Seena Rejal, chief commercial officer at AI infrastructure startup NetMind.AI, also uses OpenClaw to suggest family activities, “like carving out time for bedtime reading of Persian poetry and literature,” he says. “It’s part of my Iranian heritage and something I want to pass on, especially now that AI risks flattening so much of what makes us who we are.
“It’s strange because I’m using AI to make time for the things AI can never touch,” he adds.
Can AI be trusted?
But should we trust any of these tools? After all, this is AI: a known BS-er.
There’s potential here for mishap. My colleague uses a few AI scheduling tools and it was ChatGPT that put a wrong date in a calendar, causing them to miss their kid’s music recital.
This was after OpenAI boss Sam Altman gushed to chat show host Jimmy Fallon about how helpful ChatGPT has been in helping him raise his son. “I cannot imagine having gone through figuring out how to raise a newborn without ChatGPT,” Altman said.
But parents should beware “general AI assistants”, says Molo’s Bruce. “They are terrible at running your family, because they don't know your family. They don't know which child goes to which school, that Tuesday is the one day you cannot do pickup, or that the class assembly email buried in a PDF actually applies to you.”
Blaicher-Brown adds her thoughts: “You don't want to miss stuff, but the baseline shouldn't be perfection,” she says.
Of course, an AI agent — or even a sophisticated swarm of the buggers — can never be a substitute for a parent.
But an agent could be given a budget to buy stuff for kids, Stothard argues. “AI can, for sure, buy a present for a seven year old. They’re not like your partner or best friend, they’re pretty easy to shop for.”
‘We need something beyond AI’
Of the three AI scheduling apps I reviewed, Poppy is the furthest along. Founder Alex Fenton, who I also contacted for this article, is charging a modest subscription fee: £1 a week.
On his website — in reassuringly large font — are the words: “You're not a bad parent. You’re just dealing with an inbox that was never designed for family life”.

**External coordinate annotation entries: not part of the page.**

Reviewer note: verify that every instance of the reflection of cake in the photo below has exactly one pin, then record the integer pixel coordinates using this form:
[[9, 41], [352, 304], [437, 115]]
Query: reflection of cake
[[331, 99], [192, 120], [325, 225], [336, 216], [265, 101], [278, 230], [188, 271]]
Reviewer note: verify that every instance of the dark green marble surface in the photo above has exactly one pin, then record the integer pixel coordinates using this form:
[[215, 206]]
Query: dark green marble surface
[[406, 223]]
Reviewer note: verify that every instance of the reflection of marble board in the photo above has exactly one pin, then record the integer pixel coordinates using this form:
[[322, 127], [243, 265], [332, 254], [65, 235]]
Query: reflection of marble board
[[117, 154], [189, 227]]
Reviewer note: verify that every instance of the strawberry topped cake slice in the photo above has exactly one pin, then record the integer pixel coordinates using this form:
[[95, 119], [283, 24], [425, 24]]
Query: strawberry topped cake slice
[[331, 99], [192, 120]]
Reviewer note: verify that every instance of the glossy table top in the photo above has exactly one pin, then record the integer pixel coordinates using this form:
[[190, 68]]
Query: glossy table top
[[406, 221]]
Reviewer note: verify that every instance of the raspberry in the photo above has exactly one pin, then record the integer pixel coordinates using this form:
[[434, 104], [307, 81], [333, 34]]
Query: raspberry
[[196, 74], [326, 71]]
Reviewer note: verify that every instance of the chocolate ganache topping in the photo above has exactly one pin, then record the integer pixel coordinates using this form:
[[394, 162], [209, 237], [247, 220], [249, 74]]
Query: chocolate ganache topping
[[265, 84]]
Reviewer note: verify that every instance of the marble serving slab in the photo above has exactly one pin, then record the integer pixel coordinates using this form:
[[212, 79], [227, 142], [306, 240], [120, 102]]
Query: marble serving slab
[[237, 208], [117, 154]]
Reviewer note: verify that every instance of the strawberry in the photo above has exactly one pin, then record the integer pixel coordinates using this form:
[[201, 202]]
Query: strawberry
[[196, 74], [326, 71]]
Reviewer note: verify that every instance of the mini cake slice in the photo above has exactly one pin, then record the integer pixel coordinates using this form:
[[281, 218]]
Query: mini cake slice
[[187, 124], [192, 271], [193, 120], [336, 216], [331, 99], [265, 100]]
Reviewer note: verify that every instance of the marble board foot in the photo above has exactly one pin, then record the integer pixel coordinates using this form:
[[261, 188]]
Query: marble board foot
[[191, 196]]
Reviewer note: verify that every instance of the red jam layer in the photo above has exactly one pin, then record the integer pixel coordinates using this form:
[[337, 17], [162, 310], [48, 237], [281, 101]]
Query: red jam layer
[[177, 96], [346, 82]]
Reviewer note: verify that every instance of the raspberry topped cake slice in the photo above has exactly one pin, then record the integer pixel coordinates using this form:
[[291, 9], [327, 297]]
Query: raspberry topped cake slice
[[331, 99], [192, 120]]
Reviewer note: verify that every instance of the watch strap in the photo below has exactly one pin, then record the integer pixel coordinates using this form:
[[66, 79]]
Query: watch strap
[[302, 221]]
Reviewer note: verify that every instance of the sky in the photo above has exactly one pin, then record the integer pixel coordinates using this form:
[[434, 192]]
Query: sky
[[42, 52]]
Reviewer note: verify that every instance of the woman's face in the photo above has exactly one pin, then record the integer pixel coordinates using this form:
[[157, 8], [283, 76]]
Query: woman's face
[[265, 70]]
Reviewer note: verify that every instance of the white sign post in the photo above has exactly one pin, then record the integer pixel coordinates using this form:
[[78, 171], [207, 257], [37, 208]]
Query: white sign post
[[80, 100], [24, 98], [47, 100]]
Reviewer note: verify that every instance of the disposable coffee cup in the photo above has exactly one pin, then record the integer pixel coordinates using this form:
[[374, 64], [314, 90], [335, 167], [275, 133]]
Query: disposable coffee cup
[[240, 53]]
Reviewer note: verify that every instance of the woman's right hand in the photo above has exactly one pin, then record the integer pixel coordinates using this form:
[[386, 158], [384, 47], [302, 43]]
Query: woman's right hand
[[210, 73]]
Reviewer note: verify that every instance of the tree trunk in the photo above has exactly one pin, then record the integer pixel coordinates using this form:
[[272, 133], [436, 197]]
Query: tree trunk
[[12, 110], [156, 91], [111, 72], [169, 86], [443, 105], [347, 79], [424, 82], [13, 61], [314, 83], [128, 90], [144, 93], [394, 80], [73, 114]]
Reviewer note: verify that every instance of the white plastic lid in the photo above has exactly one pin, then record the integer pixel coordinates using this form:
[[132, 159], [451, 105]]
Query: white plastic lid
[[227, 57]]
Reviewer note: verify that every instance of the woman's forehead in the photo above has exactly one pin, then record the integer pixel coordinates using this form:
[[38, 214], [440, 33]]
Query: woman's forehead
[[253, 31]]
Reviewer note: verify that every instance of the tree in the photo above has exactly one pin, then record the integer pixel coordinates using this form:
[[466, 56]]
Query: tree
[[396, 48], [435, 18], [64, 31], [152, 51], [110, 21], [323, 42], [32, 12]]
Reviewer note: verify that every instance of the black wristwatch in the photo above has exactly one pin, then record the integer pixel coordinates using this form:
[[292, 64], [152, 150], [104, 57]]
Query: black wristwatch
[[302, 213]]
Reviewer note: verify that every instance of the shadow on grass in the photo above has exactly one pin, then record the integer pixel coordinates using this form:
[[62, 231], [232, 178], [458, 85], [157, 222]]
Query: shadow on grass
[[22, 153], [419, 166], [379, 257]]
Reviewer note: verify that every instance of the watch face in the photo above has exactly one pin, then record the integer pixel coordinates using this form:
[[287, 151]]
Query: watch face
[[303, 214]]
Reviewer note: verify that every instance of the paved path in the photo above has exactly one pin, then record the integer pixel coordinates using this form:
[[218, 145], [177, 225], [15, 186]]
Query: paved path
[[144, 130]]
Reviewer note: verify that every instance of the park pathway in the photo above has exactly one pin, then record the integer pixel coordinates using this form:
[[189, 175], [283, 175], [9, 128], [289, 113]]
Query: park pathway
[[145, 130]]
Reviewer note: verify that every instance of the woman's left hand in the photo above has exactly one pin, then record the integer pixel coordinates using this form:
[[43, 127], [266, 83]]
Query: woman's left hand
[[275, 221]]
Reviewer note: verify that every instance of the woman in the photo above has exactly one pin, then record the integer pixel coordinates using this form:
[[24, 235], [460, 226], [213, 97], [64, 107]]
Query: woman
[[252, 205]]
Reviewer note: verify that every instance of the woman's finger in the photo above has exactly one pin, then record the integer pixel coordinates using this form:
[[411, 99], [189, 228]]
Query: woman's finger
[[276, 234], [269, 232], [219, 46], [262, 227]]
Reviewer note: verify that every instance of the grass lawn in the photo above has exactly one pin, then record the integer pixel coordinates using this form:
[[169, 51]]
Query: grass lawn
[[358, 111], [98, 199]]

Having surveyed founders about their parenting struggles, Runeberg concludes that something beyond AI would be the real gamechanger. She’s calling for a new kind of daycare.
“Daycare was the reason women could join the workforce in the first place,” she says. “But now we need daycare 2.0, by which I mean somewhere flexible where busy parents can leave their child for a few hours at a time, or at unusual hours, like from 5-9PM.”
A creche in small installments, hmm, what can we call this? Buy now, parent later? I’ll let the founders figure out the finer details.